Sono in fondo alla scaletta che dalla sala del ballo porta
al giardino, appoggiato alla ringhiera, una birra in una
mano, nell’altra una Winfield da cui aspiro poderose
boccate. Lei balla: sola! Ed io la guardo: un viso da
pubblicità Lancôme sù di un insieme dove solo le tracce
minime del tanga interrompono l’armonia flessuosa del suo
corpo fasciato di pelle nera. Osservo e concupisco! Non è
una donna, è un inno alla libidine!
“Estabamo comentando porque a abandonado
Andrea…” ripete Ferrer, ma quasi non l’ascolto più: mi è
sembrato di vederla occhieggiare da questa parte.
Istintivamente mi volto a dare un’occhiata intorno a me:
nessuno nel raggio di quattro o cinque metri.
Bevo un sorso e accendo un’altra sigaretta:
il livello d’adrenalina, lentamente ma inesorabilmente,
sale. E’ la fase delle occhiate rubate? Spaccio la mia
timidezza per indifferenza. Faccio finta di essere immerso
nella conversazione sul concerto di Gelmetti all’Opera
House, o sulle lettere farlocche che Ben manda al Sydney
Morning Herald, o sull’ultima conquista di Gabriele Sgorlon,
cioccolataio in Sydney. Intanto però io sbircio e lei…anche!
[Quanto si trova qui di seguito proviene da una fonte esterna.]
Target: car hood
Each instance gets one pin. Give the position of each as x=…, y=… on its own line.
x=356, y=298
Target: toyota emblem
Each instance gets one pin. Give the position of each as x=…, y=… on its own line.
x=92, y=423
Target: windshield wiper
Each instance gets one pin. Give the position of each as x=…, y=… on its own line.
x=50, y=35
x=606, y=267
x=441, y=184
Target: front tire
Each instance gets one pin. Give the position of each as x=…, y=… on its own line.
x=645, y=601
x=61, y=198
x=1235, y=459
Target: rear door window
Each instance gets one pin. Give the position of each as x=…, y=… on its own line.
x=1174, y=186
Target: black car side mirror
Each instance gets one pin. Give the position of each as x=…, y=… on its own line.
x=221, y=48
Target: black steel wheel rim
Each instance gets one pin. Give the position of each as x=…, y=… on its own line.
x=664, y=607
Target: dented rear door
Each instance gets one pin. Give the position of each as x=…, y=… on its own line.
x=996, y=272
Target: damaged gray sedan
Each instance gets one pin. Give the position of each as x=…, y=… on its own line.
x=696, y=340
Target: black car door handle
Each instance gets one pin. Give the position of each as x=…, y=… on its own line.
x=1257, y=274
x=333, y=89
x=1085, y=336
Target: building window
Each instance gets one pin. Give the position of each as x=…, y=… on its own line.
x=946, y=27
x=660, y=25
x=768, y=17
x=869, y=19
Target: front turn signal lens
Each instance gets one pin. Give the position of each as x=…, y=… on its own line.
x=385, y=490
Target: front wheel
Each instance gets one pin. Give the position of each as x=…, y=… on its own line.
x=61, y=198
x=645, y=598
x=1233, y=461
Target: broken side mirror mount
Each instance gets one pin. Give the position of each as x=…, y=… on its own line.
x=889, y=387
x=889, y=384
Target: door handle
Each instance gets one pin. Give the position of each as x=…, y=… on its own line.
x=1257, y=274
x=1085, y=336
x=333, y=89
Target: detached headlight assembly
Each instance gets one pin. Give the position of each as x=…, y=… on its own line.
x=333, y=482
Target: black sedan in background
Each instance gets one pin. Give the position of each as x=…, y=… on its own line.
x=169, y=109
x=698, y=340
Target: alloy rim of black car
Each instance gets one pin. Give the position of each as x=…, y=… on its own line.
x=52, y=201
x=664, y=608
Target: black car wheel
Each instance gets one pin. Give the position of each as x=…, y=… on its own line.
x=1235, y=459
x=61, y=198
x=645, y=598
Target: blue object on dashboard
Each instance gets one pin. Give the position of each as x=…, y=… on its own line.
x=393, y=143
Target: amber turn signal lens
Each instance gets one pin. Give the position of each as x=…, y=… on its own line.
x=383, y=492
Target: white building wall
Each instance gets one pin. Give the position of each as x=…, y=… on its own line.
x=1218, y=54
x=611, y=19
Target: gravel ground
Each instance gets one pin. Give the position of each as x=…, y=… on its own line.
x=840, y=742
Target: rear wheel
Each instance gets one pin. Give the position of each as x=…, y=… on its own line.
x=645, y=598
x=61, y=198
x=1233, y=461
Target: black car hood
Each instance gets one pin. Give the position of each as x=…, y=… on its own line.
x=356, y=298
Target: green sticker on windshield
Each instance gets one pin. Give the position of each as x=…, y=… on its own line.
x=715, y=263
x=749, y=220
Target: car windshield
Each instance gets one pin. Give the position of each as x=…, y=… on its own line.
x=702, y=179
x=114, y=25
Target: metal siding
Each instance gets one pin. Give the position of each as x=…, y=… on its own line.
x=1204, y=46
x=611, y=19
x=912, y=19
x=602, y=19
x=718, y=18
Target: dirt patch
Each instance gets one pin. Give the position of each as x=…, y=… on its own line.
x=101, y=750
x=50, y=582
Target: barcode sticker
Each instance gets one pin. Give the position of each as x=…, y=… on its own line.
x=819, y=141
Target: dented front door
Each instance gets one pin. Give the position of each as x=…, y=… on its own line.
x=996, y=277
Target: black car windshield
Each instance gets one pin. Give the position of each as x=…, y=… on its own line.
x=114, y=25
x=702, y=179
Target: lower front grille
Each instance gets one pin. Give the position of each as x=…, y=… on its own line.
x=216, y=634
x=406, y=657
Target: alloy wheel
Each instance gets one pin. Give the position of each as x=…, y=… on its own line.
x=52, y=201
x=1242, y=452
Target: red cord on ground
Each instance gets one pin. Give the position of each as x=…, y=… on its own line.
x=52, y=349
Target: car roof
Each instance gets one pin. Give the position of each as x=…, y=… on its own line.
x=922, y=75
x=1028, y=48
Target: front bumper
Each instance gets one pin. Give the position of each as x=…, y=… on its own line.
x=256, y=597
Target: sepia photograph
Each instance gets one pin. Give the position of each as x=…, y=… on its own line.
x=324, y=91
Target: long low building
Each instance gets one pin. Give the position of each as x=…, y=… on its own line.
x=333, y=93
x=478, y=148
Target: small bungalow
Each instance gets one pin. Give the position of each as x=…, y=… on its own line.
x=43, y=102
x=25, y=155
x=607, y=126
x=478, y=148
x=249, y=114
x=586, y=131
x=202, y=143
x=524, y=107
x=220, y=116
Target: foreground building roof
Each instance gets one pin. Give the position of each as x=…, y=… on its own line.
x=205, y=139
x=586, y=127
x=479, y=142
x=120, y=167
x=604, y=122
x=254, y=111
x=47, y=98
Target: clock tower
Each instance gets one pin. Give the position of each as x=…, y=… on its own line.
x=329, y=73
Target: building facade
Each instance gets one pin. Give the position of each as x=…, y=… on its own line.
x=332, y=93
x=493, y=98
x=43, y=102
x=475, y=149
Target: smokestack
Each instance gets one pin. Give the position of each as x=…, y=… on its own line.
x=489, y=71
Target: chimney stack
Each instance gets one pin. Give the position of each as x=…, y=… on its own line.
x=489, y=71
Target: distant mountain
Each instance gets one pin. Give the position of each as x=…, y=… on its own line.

Ne sono sicuro adesso: l’ho beccata già un paio di volte
guardarmi di sottecchi.
Ma ce l’hai con me? Ma dai diva, guardami,
cerca di realizzare: un metro e settanta scarsi, la pancetta
del quarantenne e una fronte tanto ampia e ingombra che gli
amici mi chiamano Punta Raisi.
Ho capito: mi vuoi “mettere in mezzo” per
farti due risate! Il fatto è che mentre disquisisco così tra
me e me…eccola di nuovo! Beh, anche il livello di
testosterone comincia a salire, adesso. Allora stai
puntando? D’accordo, confermo ciò che ho appena detto della
pancetta, delle calvizie eccetera eccetera, ma se proprio
guardi me, io allora guardo te! Io, se proprio insisti cara,
ci sto!
Alzo il mio viso e concentro la mia
attenzione su di lei e non posso fare a meno di
riconsiderare con un pò di stupore il lubrico messaggio che
il suo corpo propaga e con un pò di incredulità, il fatto
che forse quel messaggio è diretto a me. Dieci, quindici
secondi ed ecco che anche lei, dal vortice del mambo che la
trascina via, trova uno spiraglio e mi guarda di nuovo.
Stavolta non distolgo lo sguardo, anche a rischio che, nel
caso avessi travisato il tutto, lei pensi che sono il solito
pappagallo. Neppure lei, però, distoglie lo sguardo e anzi
ad un certo punto mi sorride invitante. Ma è un’attimo: la
danza la trascina ancora via.
Va bene, d’accordo. Del resto anch’io ho
voglia di giocare! Così, sempre osservandola, inizio a
pensare a come posso iniziare una conversazione con lei. Mi
arrovello per poco, però. Ad un tratto, ridendo ad un
qualcosa sussurrato al suo orecchio da uno dei ballerini, si
stacca dal sensuale flusso della musica, fà qualche passo
verso l’uscita, si affaccia appena sulla scaletta e mi dice
sorridendo:
- Non ti va di ballare un pò? –
Sembrerebbe un invito! O sbaglio? Un’improvviso attacco di
orsite acuta mi consiglierebbe di rifletterci, perlomeno, ma
non faccio in tempo perchè, cervello anestetizzato, mi porto
la mano sinistra all’altezza dello stomaco, allungo il
braccio destro verso l’esterno e facendo ruotare un paio di
volte il bacino, mi lancio nell’ondulare caraibico.
7b
Poi sulla macchina, riprendendo fiato, parliamo di noi.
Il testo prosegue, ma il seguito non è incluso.